Testwoche mit Montoya und Räikkönen

Für McLaren-Mercedes hat mit der Jungfernfahrt des neuen Silberpfeils das "Unternehmen WM-Titel" begonnen. Am Montagmorgen (23. Januar) um 9.15 Uhr drehte der spanische Testpilot Pedro de la Rosa im weiterhin noch orange lackierten MP4-21 die sogenannte Installationsrunde auf dem Circuit de Catalunya in Barcelona. Die Herausforderung sei jedes Jahr die gleiche, "aber diesmal gab es noch intensivere Aufgaben-Stellungen als sonst", sagte Mercedes-Motorsportchef Norbert Haug mit Blick auf die neuen V8-Motoren. "Die Karten werden neu gemischt."

Der Auftakt der fünfwöchigen Testfahrten verlief nach dem Geschmack von Haug. "Wir sind sehr zufrieden, daß unser neuer MP4-21 heute sein Debüt erfolgreich absolviert hat. Seine Kenndaten versprechen, daß wir mit ihm eine gute Basis haben. Wir haben seit Mai vorigen Jahres in die richtige Richtung gearbeitet und hoffen, dies in der neuen Saison fortsetzen zu können", sagte Haug nach einem ersten Check der neuen Bauteile.

Am Dienstag und Mittwoch (24. und 25. Januar) wird der Kolumbianer Juan Pablo Montoya den neuen Wagen testen, für den nicht mehr der jüngst zu Red Bull Racing gewechselte Star-Designer Adrian Newey und Motorenbau-As Mario Illien verantwortlich zeichneten. Vize-Weltmeister Kimi Räikkönen (Finnland) darf sich am Donnerstag und Freitag mit dem neuen Dienstwagen vertraut machen. "Jeder im Team freut sich auf die neue Saison. Mit dem heutigen Testbeginn des neuen MP4-21 sind wir in unseren Vorbereitungen einen großen Schritt vorwärts gekommen", erklärte McLaren-Geschäftsführer Martin Whitmarsh.

Die Erwartungen an die Wettbewerbsfähigkeit des neuen Autos seien groß, nachdem der MP4-20 für eine Ausfallquote von über zehn Prozent sorgte. "Unsere Aufgabe ist jetzt, bei sechs weiteren Tests nach Barcelona und insgesamt über 20 Testtagen, die wir größtenteils mit zwei MP4-21 bestreiten werden, das Auto so für Bahrain vorzubereiten, daß wir an die Leistungen des letzten Jahres anknüpfen können", ergänzte Haug weniger als zwei Monate vor dem mit Spannung erwarteten Auftakt im Wüstenstaat am 12. März.

6500 Kilometer sind schon abgespult

Ein zweites Chassis soll vom 13. Februar an bei den Testrunden in Valencia zum Einsatz kommen. Das Zusammenspiel der Michelin-Reifen mit dem Wagen wurde bereits seit Dezember auf die Probe gestellt – in der neuen Saison dürfen die Reifen wieder gewechselt werden. Auch wenn sich das Konzept des MP4-21 am Vorgängermodell orientiert, mit dem der britisch-schwäbische Rennstall zehn Rennen in der vergangenen Saison gewann, aber auf Grund seiner Unzuverlässigkeit auch den WM-Titel im Kampf gegen Fernando Alonso (Spanien) und Renault verlor, handelt es sich um ein komplett neues Auto.

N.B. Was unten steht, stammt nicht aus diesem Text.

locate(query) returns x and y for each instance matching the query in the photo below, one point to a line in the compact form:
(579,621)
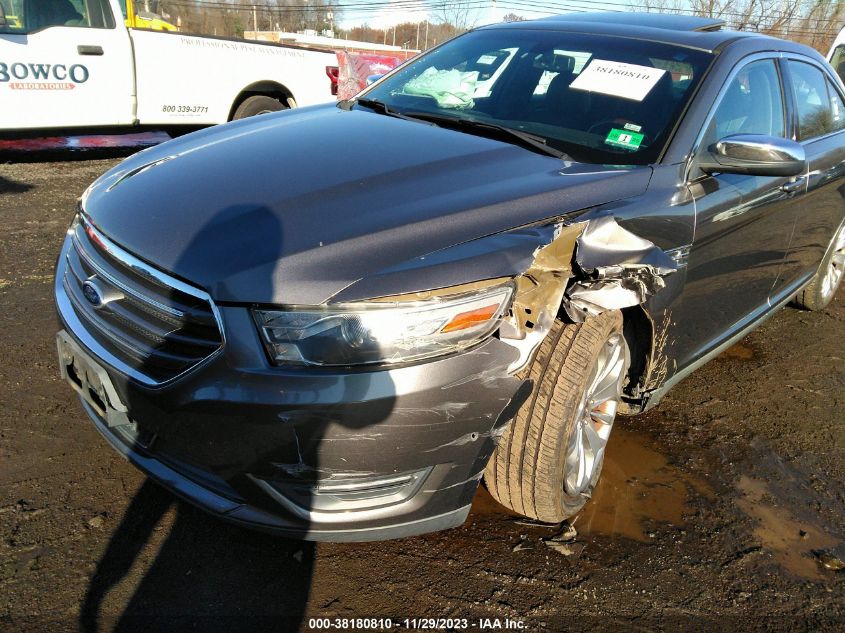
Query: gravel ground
(723,508)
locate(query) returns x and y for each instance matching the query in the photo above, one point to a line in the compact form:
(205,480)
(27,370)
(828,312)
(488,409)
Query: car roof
(690,31)
(653,20)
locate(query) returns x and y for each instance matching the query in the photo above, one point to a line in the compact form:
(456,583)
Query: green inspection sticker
(623,138)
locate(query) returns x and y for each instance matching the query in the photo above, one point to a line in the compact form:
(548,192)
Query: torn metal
(618,270)
(586,268)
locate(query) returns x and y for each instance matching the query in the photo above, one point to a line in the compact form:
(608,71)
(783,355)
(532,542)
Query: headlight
(382,332)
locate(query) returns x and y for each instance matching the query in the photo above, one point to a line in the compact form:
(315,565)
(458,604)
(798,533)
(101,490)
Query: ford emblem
(92,293)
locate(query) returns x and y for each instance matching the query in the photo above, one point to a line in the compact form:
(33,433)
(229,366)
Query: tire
(821,290)
(258,104)
(531,470)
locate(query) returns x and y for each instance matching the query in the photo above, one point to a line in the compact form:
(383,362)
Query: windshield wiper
(382,108)
(525,139)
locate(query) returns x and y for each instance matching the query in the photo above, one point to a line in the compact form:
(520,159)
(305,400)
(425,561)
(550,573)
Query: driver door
(743,223)
(63,64)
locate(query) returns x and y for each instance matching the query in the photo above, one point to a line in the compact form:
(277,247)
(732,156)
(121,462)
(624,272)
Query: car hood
(292,208)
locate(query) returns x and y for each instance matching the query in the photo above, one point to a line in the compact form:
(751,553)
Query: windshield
(600,99)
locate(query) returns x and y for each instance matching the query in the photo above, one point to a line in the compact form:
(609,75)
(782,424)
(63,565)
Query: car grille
(159,326)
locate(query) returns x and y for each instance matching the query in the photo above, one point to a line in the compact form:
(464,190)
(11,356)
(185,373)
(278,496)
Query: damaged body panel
(332,323)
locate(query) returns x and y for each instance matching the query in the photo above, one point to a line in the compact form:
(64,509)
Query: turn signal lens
(471,318)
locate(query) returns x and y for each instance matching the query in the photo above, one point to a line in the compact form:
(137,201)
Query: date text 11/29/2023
(416,624)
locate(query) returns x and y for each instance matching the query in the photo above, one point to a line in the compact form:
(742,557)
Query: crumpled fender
(615,269)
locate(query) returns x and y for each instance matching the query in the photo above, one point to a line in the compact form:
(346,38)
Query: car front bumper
(335,455)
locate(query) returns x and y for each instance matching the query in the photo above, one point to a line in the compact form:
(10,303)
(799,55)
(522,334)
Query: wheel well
(639,335)
(263,88)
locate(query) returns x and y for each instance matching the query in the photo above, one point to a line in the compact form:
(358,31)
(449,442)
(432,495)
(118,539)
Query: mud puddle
(639,489)
(796,545)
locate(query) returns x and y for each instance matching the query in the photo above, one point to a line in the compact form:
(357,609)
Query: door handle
(795,186)
(85,49)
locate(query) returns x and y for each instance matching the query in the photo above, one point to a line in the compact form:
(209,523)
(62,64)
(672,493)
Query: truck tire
(258,104)
(821,290)
(549,459)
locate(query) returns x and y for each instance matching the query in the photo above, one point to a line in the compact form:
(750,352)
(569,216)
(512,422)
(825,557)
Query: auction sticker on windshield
(621,138)
(618,79)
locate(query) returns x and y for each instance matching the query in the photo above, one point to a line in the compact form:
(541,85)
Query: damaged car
(334,322)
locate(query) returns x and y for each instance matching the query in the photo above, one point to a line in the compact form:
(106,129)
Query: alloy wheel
(595,416)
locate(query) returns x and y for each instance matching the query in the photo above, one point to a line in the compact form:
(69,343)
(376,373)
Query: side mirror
(755,155)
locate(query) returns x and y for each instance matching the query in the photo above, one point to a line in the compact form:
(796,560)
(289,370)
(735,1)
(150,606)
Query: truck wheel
(549,459)
(822,288)
(258,104)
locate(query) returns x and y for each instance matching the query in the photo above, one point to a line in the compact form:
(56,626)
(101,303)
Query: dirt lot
(717,510)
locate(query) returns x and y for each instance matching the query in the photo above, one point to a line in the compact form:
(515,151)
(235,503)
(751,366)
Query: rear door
(64,63)
(820,128)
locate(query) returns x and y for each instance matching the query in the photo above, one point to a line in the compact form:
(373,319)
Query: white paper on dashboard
(617,79)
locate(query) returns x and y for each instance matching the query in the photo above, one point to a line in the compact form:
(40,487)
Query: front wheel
(549,459)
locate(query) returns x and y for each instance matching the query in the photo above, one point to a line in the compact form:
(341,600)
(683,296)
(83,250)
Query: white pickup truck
(74,64)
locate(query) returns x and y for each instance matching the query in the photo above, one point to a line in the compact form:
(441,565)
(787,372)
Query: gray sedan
(333,322)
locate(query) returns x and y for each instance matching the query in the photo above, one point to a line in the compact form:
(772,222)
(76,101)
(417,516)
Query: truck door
(63,64)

Deutlich wird dies insbesondere im Heckbereich. Im Inneren steckt der V8-Motor FO 108S V8, 95 kg schwer. Seine Leistung dürfte wie bei der Konkurrenz zwischen 720 und 750 PS liegen. Die Nase des neuen Renners fällt stark nach unten ab. Die gedämpfte Anschubkraft in Kombination mit der weiteren "Beschneidung" der Aerodynamik bezeichnete Haug als "die Quadratur des Kreises". 6500 Testkilometer hat der neue Motor bereits auf der Rennstrecke hinter sich, "mehr als doppelt so viele auf den Prüfständen in Brixworth und Stuttgart", meinte Haug. Der Motor war das erste Mal am 13. September in Silverstone auf einem Kurs getestet worden.

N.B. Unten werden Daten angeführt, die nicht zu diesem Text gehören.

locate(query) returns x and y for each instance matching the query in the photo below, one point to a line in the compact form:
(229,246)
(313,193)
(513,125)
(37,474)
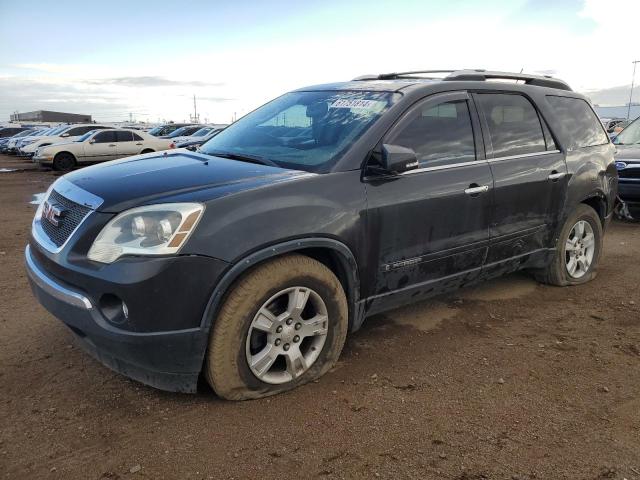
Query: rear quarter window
(579,120)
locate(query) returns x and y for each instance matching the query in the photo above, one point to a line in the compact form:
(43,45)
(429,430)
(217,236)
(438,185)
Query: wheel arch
(332,253)
(598,201)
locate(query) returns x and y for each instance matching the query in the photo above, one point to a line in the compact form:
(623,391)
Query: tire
(236,340)
(64,162)
(558,271)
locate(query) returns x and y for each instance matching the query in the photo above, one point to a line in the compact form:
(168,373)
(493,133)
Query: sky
(147,60)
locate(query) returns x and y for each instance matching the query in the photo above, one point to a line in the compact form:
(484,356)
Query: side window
(123,136)
(440,134)
(107,136)
(578,118)
(72,132)
(514,125)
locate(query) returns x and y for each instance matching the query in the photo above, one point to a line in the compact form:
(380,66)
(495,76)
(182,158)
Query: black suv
(250,260)
(627,144)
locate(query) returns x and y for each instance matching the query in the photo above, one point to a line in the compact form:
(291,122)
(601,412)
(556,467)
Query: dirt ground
(509,380)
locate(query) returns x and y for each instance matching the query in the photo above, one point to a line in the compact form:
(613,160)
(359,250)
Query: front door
(530,177)
(101,147)
(429,227)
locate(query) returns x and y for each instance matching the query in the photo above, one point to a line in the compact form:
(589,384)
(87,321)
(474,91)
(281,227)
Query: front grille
(629,173)
(74,214)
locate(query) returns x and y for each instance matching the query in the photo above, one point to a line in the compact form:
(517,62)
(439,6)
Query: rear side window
(122,136)
(578,118)
(440,134)
(107,136)
(514,124)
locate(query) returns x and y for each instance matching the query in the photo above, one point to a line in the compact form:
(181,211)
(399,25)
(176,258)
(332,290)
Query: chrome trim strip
(524,155)
(443,167)
(52,287)
(76,194)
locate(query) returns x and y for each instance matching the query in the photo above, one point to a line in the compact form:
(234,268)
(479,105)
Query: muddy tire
(63,162)
(282,324)
(577,252)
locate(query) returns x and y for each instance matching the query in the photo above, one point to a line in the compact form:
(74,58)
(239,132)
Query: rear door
(126,144)
(429,227)
(529,172)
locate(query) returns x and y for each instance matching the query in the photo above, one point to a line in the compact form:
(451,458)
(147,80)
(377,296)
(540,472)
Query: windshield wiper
(243,158)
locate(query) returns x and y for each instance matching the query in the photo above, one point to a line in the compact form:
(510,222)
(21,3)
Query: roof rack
(475,75)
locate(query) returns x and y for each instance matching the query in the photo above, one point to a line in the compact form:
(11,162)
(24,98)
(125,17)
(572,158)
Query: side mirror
(398,159)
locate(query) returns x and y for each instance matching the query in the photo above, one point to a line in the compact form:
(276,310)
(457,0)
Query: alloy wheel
(286,335)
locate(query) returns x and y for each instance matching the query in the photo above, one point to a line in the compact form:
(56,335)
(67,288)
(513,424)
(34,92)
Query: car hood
(627,152)
(175,176)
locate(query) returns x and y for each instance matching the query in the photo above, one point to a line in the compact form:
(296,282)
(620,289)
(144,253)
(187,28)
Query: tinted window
(630,135)
(514,125)
(107,136)
(122,136)
(439,135)
(578,118)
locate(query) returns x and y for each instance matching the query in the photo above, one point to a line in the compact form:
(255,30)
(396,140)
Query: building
(48,116)
(618,111)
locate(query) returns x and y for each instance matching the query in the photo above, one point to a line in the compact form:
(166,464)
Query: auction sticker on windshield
(359,104)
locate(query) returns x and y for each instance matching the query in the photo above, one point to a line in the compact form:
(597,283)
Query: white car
(67,132)
(198,134)
(100,146)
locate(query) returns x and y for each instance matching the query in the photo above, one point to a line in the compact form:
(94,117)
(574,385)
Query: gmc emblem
(52,213)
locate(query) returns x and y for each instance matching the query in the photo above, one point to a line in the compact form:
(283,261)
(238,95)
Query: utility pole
(632,84)
(195,111)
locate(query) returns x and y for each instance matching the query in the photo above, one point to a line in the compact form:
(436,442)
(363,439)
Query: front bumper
(168,360)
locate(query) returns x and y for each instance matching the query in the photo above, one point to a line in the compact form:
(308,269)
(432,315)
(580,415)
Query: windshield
(25,133)
(302,130)
(57,130)
(202,132)
(630,135)
(85,136)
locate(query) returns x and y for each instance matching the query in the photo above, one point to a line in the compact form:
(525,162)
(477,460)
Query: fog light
(113,308)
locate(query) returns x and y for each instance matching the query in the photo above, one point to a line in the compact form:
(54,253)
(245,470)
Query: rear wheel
(282,325)
(64,162)
(578,250)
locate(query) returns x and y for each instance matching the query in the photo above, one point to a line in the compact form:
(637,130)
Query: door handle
(476,190)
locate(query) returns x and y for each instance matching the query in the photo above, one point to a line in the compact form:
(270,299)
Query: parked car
(199,134)
(183,131)
(14,145)
(99,146)
(627,157)
(10,131)
(193,143)
(4,142)
(69,132)
(252,260)
(166,129)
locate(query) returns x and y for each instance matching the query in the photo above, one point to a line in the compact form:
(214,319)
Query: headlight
(152,230)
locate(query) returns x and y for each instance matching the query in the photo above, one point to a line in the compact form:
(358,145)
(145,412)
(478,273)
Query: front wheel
(578,250)
(282,325)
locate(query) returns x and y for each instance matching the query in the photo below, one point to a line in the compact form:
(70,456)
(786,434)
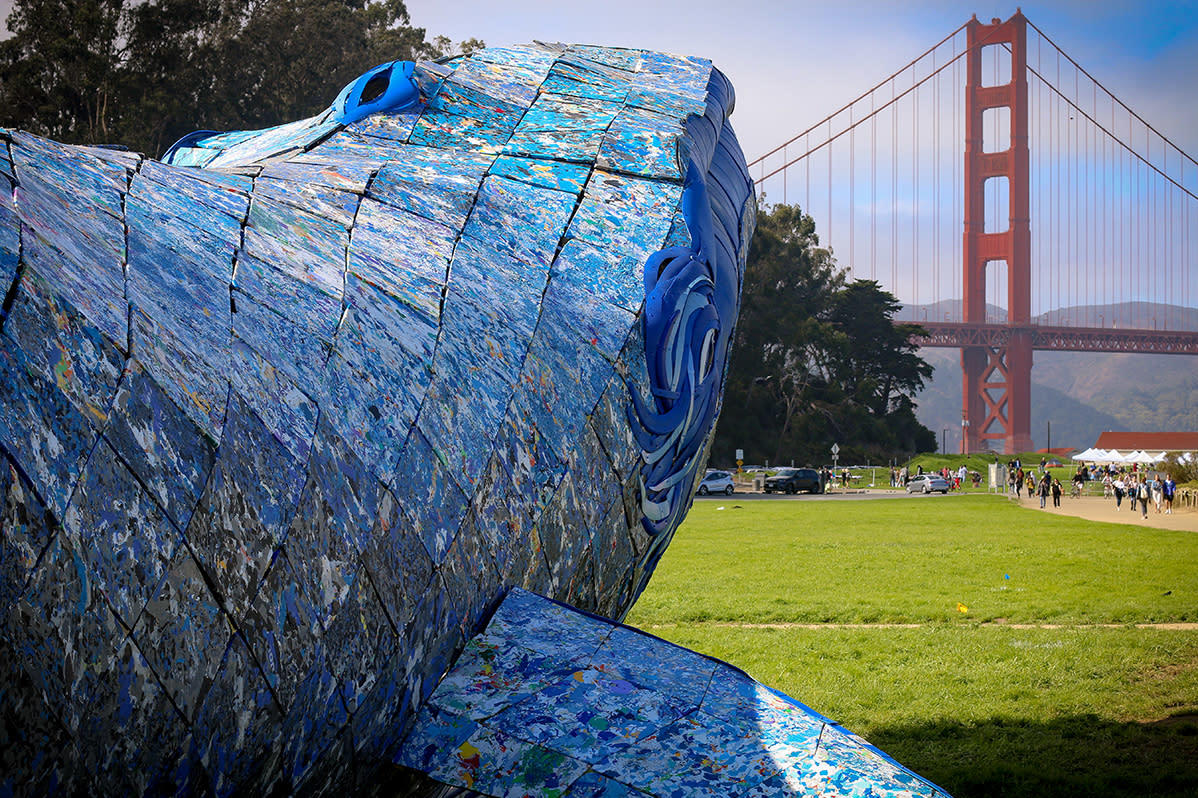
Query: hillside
(1082,393)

Das Heck des Boliden, mit dem McLaren-Mercedes nach dem Triumph von Mika Häkkinen (Finnland) 1999 endlich wieder aufs oberste Treppchen will, ist ebenso wie bei den bereits offiziell vorgestellen Toyota TF106 und BMW-Sauber F1 2006 noch schmaler, der Renner insgesamt taillierter. Geblieben sind vorerst allerdings die markanten Stier-Hörner und der geschwungene Frontflügel. Bis zum Saisonbeginn sollen weitere Entwicklungsstufen realisiert werden. Ein "gutes Gefühl" hatte de la Rosa bereits nach ein paar Runden. "Aber natürlich ist es noch zu früh, um das ganze Potential des Autos zu erkennen."